Work from home culture might push rich Californians out of cities

Even as pandemic lockdowns fade into memory, COVID-19 has transformed California’s workplace culture in ways researchers say will reverberate well beyond 2022.

According to new data from the US Census Bureau, working from home for some portion of the week has become the new normal for a large segment of Californians. The data shows high-income employees with college degrees are more likely to have access to this hybrid work model, while lower-income employees stay the course with on-site responsibilities and daily commutes.

At a basic level, that means low-wage workers will continue to shoulder greater risks of infection and serious illness as new COVID variants sweep through job sites, alongside seasonal waves of flu and other respiratory viruses. Multiple studies have found that COVID took its greatest toll in low-income neighborhoods, whose workers were deemed essential during early pandemic lockdowns — the farmworkers, grocery clerks, warehouse packers and other service employees who continued to report to work in person.

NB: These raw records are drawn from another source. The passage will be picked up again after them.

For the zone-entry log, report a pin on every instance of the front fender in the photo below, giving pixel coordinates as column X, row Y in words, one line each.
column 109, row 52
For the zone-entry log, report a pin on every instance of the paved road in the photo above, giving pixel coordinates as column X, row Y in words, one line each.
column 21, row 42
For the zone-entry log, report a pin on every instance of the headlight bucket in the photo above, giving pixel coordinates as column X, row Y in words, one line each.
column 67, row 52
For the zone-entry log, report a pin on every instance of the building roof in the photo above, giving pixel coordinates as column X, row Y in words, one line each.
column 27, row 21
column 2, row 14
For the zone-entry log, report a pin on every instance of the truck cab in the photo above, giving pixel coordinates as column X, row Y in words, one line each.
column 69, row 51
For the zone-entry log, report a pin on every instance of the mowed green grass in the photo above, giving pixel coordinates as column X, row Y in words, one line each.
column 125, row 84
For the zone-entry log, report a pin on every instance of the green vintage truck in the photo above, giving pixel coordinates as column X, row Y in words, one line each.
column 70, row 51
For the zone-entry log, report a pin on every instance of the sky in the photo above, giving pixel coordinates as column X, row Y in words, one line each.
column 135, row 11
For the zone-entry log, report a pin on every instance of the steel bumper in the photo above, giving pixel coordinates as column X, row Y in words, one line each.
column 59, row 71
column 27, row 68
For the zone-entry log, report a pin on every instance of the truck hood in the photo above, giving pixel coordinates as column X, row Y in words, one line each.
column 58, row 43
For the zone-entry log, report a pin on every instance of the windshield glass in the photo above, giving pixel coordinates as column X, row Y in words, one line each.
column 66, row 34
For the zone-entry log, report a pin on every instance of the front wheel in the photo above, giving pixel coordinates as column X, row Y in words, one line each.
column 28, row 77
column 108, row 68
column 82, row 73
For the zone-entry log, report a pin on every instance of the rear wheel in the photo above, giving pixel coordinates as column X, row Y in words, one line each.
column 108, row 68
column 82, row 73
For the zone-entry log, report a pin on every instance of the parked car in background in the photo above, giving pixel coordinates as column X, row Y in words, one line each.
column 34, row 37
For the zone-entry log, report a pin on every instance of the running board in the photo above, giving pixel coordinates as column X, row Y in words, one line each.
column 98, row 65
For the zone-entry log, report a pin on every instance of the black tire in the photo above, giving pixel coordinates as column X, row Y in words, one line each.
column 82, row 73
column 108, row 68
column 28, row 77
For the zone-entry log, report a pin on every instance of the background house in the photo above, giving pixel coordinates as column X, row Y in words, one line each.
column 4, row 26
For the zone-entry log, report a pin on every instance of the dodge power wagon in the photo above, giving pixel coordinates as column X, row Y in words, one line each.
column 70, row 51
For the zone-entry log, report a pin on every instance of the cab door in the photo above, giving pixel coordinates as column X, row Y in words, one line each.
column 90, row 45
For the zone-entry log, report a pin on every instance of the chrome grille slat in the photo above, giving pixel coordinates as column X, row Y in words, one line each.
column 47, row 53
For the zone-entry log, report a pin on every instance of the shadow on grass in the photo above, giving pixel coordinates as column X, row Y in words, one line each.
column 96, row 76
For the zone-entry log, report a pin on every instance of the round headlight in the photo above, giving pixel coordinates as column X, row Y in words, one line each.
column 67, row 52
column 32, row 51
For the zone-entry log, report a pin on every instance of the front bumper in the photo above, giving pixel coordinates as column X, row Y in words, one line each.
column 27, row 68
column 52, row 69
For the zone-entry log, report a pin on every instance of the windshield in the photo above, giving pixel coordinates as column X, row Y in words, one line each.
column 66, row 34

In addition, researchers say the shift will ripple across the broader economy in ways big and small, as more employees have the flexibility to live farther from a job site and as workplace traditions like lunch outings and bar nights fade or evolve.

The US Census Bureau interviewed roughly 260,000 Americans from June through October, including about 20,000 Californians, as part of a wide-ranging questionnaire called the Household Pulse Survey. Surveyors asked dozens of questions about pandemic-era lifestyle changes, including some about working from home.